D’après cet expert, qui a beaucoup écrit sur les pays de l’Asie de l’Est et de l’ancienne Union soviétique, « on pourrait ne plus vouloir d’enfants en Chine » malgré l’assouplissement du contrôle des naissances. La raison : le taux de fécondité est très faible dans les villes et moins élevé que prévu dans les zones rurales. « Ironiquement, le gouvernement, en étant l’une des raison de cela, ne veut pas abandonner le contrôle de la population ».

William Wilson, ancien principal économiste d’Ernst & Young, arrive à une conclusion similaire. La politique du contrôle des naissances du PCC « ne fera pas beaucoup de différence », a-t-il déclaré dans un entretien téléphonique. Il pourrait y avoir une « augmentation marginale du taux de natalité, mais pas grand-chose ».

Pendant son séjour à Pékin en 2009-2012, William Wilson a constaté que « les jeunes cherchaient à se faire plaisir et ne voulaient pas avoir de grandes familles ». Aujourd’hui, les revenus sont encore bien limités et beaucoup de Chinois ne cherchent pas à avoir plus d’un enfant.

« Il est difficile d’avoir une place à la maternelle, il est difficile de s’inscrire à l’école et il est difficile d’obtenir des soins médicaux… Alors comment pourrions-nous être encouragés à procréer ? », a écrit un internaute de Sina Weibo, un site populaire de micro-blogging chinois.

Big Brother contrôle votre corps

Les organisations des droits de l’homme, qui avaient enquêté sur les atrocités infligées par la politique de l’enfant unique depuis son lancement dans les années 1980, ont résolument condamné cet ajustement introduit par le régime chinois dans ses mesures de contrôle de la population.

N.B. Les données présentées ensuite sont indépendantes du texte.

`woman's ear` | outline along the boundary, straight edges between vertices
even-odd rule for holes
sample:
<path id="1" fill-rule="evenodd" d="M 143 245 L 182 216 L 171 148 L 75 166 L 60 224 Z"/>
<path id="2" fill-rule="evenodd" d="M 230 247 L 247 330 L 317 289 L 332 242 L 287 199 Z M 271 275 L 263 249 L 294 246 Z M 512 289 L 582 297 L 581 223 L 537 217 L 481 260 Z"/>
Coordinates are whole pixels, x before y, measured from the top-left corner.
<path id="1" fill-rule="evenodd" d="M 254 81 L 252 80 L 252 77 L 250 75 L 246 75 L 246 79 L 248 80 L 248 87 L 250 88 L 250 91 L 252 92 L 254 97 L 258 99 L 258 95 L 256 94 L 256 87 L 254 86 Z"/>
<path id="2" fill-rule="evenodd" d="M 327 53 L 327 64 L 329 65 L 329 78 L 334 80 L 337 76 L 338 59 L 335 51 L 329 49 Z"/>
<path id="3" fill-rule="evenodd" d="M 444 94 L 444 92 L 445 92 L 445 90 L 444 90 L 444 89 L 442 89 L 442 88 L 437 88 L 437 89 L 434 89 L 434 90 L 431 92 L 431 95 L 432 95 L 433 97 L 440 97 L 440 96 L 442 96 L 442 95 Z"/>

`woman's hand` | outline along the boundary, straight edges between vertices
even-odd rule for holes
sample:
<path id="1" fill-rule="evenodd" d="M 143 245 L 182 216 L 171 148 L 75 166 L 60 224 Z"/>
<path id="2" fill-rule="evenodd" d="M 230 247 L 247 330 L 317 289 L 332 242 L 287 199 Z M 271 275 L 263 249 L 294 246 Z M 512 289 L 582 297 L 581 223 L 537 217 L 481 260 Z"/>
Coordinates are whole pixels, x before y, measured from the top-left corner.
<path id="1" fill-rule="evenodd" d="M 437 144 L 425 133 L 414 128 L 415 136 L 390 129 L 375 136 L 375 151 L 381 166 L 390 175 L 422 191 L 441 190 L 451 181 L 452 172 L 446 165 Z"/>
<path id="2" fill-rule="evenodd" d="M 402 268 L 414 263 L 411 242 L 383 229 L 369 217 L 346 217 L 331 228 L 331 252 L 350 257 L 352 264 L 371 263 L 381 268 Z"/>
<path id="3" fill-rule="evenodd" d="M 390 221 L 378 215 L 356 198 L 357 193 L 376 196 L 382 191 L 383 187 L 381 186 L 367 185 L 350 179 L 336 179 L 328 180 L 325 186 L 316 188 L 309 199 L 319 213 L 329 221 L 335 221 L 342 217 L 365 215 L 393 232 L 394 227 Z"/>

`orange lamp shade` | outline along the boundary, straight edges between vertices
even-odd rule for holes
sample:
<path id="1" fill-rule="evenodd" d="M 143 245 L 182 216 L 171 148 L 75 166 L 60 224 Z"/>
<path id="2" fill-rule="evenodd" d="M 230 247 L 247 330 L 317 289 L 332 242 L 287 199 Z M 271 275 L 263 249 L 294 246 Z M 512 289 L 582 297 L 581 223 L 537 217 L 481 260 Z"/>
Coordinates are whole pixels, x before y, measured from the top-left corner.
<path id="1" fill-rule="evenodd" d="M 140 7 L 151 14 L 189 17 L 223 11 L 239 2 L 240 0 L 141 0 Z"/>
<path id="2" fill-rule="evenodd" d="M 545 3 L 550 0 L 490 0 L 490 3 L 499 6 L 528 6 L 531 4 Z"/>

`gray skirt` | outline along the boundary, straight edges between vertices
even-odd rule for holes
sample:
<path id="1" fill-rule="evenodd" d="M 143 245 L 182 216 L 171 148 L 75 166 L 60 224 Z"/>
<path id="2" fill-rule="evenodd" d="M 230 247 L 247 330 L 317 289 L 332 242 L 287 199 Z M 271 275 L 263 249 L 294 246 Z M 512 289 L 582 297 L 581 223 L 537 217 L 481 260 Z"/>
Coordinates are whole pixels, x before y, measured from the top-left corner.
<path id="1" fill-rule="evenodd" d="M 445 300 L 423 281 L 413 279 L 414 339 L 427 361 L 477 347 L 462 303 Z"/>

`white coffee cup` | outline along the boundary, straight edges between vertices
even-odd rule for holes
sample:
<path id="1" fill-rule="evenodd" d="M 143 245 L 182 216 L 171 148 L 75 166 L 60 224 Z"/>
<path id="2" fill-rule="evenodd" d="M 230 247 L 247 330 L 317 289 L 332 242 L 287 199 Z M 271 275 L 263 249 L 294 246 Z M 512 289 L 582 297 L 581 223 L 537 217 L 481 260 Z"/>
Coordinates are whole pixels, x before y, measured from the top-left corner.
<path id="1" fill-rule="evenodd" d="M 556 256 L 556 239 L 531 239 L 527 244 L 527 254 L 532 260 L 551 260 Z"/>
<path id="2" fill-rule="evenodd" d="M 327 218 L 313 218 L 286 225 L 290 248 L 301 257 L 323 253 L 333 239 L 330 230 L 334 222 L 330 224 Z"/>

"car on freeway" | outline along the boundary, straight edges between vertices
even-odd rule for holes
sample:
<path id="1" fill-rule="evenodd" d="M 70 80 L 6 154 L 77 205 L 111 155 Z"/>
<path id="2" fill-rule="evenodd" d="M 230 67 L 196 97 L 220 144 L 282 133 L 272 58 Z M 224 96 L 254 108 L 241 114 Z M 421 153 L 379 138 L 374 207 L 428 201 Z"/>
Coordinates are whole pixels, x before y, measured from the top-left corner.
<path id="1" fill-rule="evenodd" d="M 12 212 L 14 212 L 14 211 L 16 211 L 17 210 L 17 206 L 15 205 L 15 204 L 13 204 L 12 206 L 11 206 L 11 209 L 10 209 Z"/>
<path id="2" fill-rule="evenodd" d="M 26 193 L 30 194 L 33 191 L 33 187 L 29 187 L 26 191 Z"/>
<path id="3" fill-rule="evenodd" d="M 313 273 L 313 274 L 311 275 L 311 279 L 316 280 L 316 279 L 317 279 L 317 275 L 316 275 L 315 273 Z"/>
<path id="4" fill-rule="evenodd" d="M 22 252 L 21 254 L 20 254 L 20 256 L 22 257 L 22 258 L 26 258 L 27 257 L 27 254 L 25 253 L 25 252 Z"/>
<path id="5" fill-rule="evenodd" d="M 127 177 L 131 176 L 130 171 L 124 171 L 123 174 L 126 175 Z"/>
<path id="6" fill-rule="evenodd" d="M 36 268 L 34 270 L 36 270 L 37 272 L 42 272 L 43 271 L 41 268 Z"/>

Pendant des années, la Commission nationale de la santé et de la planification des naissances du PCC a pratiqué avortements et stérilisations forcés sur les couples qui avaient plus d’un enfant. En raison de la préférence des Chinois pour un enfant de sexe masculin, l’infanticide des bébés de sexe féminin est de fait une pratique assez répandue, ce qui a entraîné l’actuel déséquilibre entre les sexes en Chine.

Cependant, le régime continue d’affirmer que le contrôle des naissances qu’il exerce sur le peuple est pour son bien. « L’objectif ultime du contrôle de la population est de permettre aux gens de vivre une vie meilleure, ainsi que de préserver efficacement les droits civils », écrivait Le Quotidien du peuple, porte-parole du Parti, dans son éditorial après l’annonce de la politique de « deux enfants ».

« Ce n’est pas l’affaire de l’État de réglementer le nombre d’enfants que les gens veulent avoir », a répliqué dans un communiqué de presse William Nee, expert sur la Chine à Amnesty International. « Si la Chine est sérieuse au sujet du respect des droits de l’homme, son gouvernement doit immédiatement mettre fin à ce genre de contrôle punitif imposé sur les décisions des gens d’avoir ou non des enfants. »

En outre, la politique de « deux enfants » n’empêchera pas les fonctionnaires de planification familiale de forcer les femmes enceintes à avorter si elles n’ont pas les documents les autorisant à mettre au monde.

« Les couples doivent toujours avoir un permis de naissance pour le premier et le deuxième enfant. Sinon, ils peuvent être soumis à l’avortement forcé », a souligné dans un e-mail Reggie Littlejohn, fondatrice et présidente de l’ONG internationale Droits des femmes sans frontières.